In recent economic news, the US jobs report showed mixed results, but the Federal Reserve and economists remain confident of the strength of the US labor market. Before that, the Federal Reserve cut interest rates for the first time since 2008 and did not confirm the continuation of the pace of rate reduction in the coming months, but reiterated that it will monitor economic developments to determine the appropriate monetary policy.
The fundamentals that support the continuation of gold gains are still in place. No-deal Brexit fears - Global trade tensions led by the United States and China - slowing world economic growth - the worsening situation in the Middle East – all will further boost the buying of gold to hedge against those risks.

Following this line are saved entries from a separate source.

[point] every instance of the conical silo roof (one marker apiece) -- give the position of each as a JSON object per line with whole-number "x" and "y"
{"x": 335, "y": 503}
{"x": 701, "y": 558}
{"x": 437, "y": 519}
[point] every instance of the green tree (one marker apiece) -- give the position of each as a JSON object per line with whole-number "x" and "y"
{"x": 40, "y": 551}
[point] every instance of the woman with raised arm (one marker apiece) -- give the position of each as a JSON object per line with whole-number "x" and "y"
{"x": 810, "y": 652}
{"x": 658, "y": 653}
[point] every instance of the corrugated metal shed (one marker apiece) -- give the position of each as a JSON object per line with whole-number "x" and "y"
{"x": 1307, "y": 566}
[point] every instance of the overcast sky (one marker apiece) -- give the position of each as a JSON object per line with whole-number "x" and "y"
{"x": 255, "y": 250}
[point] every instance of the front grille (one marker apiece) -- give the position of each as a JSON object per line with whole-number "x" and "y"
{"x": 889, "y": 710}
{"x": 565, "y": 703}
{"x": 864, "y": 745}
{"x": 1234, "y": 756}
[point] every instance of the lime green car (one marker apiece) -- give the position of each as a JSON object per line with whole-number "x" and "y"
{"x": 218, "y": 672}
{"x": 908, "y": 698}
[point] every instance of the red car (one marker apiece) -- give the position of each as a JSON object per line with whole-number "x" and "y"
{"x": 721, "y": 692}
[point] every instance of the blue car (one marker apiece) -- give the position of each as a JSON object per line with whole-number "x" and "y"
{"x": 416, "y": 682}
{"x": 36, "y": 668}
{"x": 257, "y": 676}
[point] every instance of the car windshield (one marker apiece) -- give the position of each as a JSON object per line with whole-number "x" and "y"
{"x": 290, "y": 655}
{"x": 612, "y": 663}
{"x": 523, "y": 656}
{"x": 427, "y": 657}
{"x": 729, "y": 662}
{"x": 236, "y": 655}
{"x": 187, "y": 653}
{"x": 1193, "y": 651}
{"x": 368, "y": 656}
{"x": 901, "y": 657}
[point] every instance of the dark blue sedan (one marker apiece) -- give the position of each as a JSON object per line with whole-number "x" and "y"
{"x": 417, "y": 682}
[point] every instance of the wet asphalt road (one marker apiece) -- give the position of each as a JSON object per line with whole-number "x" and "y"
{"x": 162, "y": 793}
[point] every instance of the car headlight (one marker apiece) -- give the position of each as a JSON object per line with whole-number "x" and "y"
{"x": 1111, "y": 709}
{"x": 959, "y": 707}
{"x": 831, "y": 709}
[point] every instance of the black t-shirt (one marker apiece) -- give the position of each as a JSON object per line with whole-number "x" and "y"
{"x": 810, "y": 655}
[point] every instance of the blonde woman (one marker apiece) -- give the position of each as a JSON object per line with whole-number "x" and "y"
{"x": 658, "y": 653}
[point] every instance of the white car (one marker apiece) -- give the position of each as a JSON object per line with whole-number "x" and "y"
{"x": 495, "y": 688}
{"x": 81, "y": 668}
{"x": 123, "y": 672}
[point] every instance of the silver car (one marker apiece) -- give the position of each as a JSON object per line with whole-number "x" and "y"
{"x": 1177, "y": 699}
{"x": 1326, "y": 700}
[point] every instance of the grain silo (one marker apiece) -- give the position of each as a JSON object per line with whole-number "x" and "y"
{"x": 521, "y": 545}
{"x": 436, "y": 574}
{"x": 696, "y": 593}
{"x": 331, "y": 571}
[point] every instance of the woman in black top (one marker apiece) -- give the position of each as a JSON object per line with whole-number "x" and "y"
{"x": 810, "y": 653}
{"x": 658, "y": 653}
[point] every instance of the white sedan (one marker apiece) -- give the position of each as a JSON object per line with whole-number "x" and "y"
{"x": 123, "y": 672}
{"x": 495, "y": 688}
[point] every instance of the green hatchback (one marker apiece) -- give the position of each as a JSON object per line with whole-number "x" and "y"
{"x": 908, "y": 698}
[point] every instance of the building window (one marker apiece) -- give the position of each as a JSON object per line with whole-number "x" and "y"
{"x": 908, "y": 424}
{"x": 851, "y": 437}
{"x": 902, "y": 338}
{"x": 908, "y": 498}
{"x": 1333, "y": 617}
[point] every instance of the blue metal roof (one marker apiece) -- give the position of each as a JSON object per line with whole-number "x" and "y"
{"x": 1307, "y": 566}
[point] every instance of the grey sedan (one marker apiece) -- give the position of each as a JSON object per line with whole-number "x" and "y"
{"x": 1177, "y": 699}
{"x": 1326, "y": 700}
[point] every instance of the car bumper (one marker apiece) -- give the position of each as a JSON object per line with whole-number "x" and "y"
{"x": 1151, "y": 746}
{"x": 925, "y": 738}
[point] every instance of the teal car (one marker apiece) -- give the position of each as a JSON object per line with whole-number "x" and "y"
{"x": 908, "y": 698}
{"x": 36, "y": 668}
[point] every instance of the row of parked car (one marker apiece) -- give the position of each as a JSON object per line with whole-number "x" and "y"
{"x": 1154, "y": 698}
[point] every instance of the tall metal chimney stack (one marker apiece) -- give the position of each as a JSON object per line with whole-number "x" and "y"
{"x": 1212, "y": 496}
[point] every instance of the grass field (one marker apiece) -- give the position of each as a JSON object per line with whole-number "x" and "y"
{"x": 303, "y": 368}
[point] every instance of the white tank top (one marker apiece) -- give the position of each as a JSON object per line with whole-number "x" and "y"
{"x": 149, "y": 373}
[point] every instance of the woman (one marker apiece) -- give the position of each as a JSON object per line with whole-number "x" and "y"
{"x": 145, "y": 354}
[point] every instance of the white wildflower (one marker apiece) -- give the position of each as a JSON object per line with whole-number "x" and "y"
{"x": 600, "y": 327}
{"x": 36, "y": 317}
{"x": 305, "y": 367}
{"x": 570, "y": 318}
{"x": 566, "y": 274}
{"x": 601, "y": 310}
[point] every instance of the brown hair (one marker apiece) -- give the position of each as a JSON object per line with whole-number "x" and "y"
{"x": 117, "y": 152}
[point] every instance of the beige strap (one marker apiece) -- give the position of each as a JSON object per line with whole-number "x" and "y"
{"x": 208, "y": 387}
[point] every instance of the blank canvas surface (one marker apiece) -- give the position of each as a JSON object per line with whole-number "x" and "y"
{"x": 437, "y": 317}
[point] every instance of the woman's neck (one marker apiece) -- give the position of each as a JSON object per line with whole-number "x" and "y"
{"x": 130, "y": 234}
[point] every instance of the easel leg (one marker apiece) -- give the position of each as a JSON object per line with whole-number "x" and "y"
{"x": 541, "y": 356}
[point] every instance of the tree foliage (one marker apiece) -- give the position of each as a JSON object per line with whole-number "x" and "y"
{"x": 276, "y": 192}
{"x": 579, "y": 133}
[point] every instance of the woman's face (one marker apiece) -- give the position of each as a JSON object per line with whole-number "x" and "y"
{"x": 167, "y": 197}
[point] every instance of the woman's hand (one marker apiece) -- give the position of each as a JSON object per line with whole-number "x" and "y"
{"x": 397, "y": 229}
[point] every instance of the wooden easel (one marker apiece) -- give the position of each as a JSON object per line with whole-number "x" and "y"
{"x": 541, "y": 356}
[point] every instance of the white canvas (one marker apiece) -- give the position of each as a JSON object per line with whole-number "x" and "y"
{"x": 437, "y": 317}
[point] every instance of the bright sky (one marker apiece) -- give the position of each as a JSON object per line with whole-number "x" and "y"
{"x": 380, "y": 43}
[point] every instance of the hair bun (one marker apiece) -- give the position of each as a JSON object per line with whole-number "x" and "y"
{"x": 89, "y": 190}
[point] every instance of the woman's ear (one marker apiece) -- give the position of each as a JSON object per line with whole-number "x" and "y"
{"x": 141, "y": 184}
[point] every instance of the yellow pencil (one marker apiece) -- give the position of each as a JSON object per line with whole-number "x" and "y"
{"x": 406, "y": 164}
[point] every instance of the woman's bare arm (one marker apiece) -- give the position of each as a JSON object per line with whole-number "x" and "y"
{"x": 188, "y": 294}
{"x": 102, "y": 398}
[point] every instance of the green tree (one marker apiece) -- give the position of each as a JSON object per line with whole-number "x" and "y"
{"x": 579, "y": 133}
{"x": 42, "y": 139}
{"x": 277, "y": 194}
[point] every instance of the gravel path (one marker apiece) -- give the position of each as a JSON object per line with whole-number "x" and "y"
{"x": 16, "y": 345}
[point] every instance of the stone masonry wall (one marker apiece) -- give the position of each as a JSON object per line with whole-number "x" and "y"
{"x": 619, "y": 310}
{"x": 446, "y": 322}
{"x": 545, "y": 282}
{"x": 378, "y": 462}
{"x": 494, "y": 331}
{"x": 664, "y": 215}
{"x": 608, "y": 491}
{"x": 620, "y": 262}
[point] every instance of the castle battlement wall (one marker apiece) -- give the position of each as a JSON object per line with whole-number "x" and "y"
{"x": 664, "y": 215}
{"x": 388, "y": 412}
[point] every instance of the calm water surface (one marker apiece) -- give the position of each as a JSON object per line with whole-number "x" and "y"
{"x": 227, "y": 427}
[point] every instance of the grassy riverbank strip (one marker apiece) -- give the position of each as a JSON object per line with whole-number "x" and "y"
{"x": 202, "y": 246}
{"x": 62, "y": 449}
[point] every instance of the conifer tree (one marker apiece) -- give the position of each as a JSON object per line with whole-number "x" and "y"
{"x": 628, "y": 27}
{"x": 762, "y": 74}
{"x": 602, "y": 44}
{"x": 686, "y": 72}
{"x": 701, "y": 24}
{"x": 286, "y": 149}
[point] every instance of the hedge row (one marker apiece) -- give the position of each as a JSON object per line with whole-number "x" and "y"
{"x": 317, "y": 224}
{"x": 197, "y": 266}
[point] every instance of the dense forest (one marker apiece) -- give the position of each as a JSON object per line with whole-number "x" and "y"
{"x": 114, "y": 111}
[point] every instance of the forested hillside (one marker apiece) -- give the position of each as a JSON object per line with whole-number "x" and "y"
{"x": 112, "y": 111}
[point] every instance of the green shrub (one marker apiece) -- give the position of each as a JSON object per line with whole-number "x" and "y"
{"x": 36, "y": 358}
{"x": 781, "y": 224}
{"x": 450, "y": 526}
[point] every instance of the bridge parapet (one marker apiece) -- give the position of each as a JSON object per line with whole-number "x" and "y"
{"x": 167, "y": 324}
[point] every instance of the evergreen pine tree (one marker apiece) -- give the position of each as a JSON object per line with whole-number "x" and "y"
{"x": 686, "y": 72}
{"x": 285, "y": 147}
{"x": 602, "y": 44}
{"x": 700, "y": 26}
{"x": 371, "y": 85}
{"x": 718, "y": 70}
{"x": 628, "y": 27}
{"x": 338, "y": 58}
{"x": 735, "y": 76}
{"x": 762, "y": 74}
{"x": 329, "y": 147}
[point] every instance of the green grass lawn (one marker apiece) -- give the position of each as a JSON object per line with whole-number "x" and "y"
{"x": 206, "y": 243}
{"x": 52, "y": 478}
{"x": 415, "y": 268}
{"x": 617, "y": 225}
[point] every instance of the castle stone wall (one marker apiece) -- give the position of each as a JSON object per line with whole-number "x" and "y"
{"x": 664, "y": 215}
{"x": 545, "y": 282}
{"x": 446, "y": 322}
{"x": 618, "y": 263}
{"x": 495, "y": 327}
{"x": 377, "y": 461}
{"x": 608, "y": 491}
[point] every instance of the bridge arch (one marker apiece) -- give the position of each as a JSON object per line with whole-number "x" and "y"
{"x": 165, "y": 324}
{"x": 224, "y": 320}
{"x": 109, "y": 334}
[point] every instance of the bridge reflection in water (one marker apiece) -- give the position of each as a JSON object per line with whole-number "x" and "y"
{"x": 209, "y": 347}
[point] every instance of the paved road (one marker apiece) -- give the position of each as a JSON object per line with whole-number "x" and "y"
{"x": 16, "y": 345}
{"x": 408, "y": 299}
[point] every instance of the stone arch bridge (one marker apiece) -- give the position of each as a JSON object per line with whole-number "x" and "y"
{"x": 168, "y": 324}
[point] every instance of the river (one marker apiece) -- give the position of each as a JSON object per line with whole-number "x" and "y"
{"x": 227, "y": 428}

Technically: Today's gold prices continue to hold on gains despite the testing of technical indicators for overbought areas, and we continue to confirm that gold has the opportunity to test stronger tops. Resistance levels 1462, 1475 and 1490 may be the nearest targets to support that move towards psychological resistance of $ 1500 an ounce. On the downside, the nearest support levels for gold are currently 1455, 1448 and 1435, respectively. Overall we still confirm the recommendation to buy gold from every low level.
On the economic data front: Gold will react only with investors’ fears as global trade and geopolitical tensions continue.